The visit comes in the wake of Afghan government accusations that Pakistan’s intelligence agency, the Inter-Services Intelligence (ISI), may have abetted the perpetrators of the deadly terror attack on the Serena Hotel in Kabul last week. Pakistan’s support of the Taliban government from 1996 to 2001 as well as its strategic interests in maintaining Afghanistan as a weak buffer state have caused Afghan policymakers to regard it with suspicion. Particularly as the United States draws down and prepares to withdraw its troops from Afghanistan at the end of this year, Afghanistan remains concerned that a resurgent Taliban could find clandestine support from Pakistan.
Afghanistan’s President Hamid Karzai is on his way out soon after the elections scheduled to take place next month. In his last few months, however, Karzai has accomplished quite a bit with regard to Afghanistan’s foreign policy with its neighbors.
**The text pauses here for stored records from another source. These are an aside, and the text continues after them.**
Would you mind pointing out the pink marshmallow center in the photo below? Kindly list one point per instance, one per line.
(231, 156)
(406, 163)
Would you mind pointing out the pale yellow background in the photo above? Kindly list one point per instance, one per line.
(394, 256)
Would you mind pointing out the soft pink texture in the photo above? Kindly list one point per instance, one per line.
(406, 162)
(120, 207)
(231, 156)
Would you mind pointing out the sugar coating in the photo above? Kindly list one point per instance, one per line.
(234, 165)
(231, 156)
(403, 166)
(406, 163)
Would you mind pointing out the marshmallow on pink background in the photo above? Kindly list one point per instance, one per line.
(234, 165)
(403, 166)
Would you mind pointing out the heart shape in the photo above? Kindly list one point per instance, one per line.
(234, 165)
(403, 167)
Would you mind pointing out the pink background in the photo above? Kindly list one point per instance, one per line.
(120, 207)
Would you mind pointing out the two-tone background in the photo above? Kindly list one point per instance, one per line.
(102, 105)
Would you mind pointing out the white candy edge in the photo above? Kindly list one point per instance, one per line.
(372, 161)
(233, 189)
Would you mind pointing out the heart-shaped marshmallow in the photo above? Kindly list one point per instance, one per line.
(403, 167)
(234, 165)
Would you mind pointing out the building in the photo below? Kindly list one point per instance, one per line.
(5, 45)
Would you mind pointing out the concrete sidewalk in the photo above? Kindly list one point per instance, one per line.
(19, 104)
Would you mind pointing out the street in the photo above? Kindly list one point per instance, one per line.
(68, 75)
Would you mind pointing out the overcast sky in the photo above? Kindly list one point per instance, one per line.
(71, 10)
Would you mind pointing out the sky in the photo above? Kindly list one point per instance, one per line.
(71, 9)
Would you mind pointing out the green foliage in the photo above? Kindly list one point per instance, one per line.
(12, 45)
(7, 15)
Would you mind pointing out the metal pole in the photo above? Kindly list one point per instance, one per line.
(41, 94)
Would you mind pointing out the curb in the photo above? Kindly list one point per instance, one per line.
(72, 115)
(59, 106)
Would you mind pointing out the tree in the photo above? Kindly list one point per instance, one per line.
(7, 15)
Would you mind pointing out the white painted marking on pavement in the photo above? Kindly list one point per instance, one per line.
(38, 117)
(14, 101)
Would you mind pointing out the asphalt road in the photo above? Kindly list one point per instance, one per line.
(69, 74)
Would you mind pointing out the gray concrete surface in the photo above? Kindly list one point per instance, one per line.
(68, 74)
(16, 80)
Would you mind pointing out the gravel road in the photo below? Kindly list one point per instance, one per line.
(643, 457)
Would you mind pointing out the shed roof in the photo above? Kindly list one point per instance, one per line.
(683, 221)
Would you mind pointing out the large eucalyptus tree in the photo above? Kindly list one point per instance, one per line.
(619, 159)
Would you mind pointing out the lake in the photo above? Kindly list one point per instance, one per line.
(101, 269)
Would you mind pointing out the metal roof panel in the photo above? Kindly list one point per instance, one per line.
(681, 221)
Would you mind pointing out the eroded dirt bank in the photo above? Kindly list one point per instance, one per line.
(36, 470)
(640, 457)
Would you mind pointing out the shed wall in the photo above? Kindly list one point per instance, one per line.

After infamously refusing to sign the Bilateral Security Agreement with the United States, which would have allowed a small U.S. troop presence post-2014 for limited counter-terrorism and training operations, Karzai has reached out to India, Iran, and Central Asian states for security and economic cooperation.
On Wednesday, ahead of the Nowruz celebration and Hussain’s visit to Kabul, Karzai met with Tajikistan’s President Emomali Rahmon (who was also invited to Kabul for the Nowruz celebration) and the two leaders signed five bilateral agreements on “bilateral trade and investment, collaboration in culture, partnership in arts, media coalition, and a cooperation agreement between both countries national radio televisions.” Rahmon told the press that “when foreign troops withdraw from Afghanistan, we are focused on expanding security, military and border and judicial relations with Afghanistan to overcome possible security threats in the future.”
Afghanistan will soon have a new president and a new government – all the likely successors have indicated that they would sign the Bilateral Security Agreement with the United States. Karzai has attempted to hedge Afghanistan’s post-2014 security options by seeking security cooperation with most of its friendly neighbors and remaining skeptical of Pakistan. His successors will likely do the same.